There is a “cue” which triggers a “routine”. The completion of the routine provides a “reward”.
Habits can be quirky and inconsequential. Creature habits such as:
Cue: my dog greets me when I walk in the house.
Routine: she jumps up until I pick her up, rub her back and nuzzle her a bit.
Reward: we both enjoy the fellowship.
Happens every time. Doesn’t contribute much to the society. Makes me feel good.
Some can be harmful.
Cue: finish a meal
Routine: fire up a cigarette.
Reward: satisfying feeling that nicotine provides
But, then there are others, that drive good results.
Cue: alarm goes off
Routine: get up, get dressed, go for a walk
Reward: better health. Blood moving early creating more awareness
Here’s a secret about habits. The “cue” is powerful. If you have a habit that you want to change, you start by recognizing the organization of the habit.
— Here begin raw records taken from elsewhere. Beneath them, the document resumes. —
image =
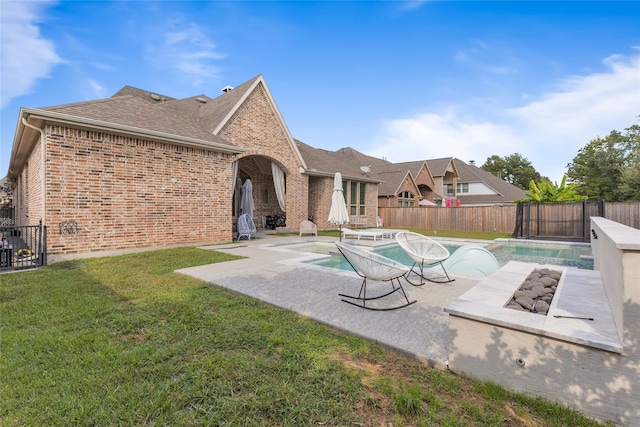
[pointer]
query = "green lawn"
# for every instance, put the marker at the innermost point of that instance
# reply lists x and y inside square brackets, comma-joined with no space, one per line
[125,341]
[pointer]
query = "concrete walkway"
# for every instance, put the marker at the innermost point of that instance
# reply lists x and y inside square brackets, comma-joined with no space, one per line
[278,277]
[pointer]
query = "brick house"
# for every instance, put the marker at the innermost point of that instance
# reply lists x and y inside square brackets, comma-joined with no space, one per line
[142,169]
It has a cue.
Identifying a cue helps you become mindful of managing your habit.
Likewise, if you want to create a new habit, identifying a cue that will push you to your new routine will help set the habit.
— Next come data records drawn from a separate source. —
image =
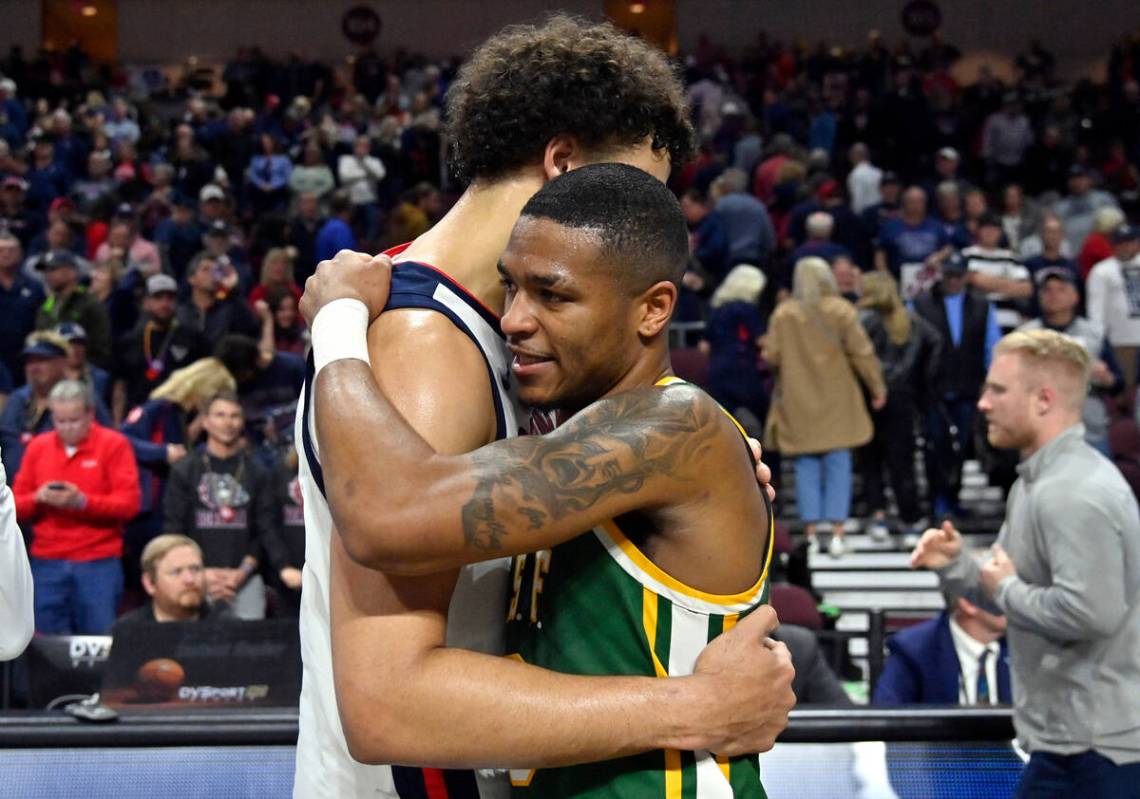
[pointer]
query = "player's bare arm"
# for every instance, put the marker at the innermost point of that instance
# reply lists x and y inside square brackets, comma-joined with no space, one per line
[421,512]
[457,709]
A few years ago, I decided I wanted to read the Bible, the whole thing, in a year.
I choose a cue (not because I knew to do so, I got lucky). I love reading the newspaper in the morning. It’s a lifelong habit. When I wanted to change my reading habit, I used the cue of reading the newspaper to reinforce the new habit.
I made a pledge to myself that I wouldn’t read the paper until I had completed the Bible reading.
So, I got up in the morning, got my coffee and replaced the routine of reading the newspaper with a different routine of reading the Bible.
Cue: read the paper
Routine: read the Bible first.
Reward: mind lifted with better stuff (scripture is better than sports) etc etc.
Eventually this became my new habit. I did it for three years before I changed it.
So, you want to create better habits? Become a student of your cues.
Recognize them. Create them. Study what routines they evoke. Match them up with a better routine.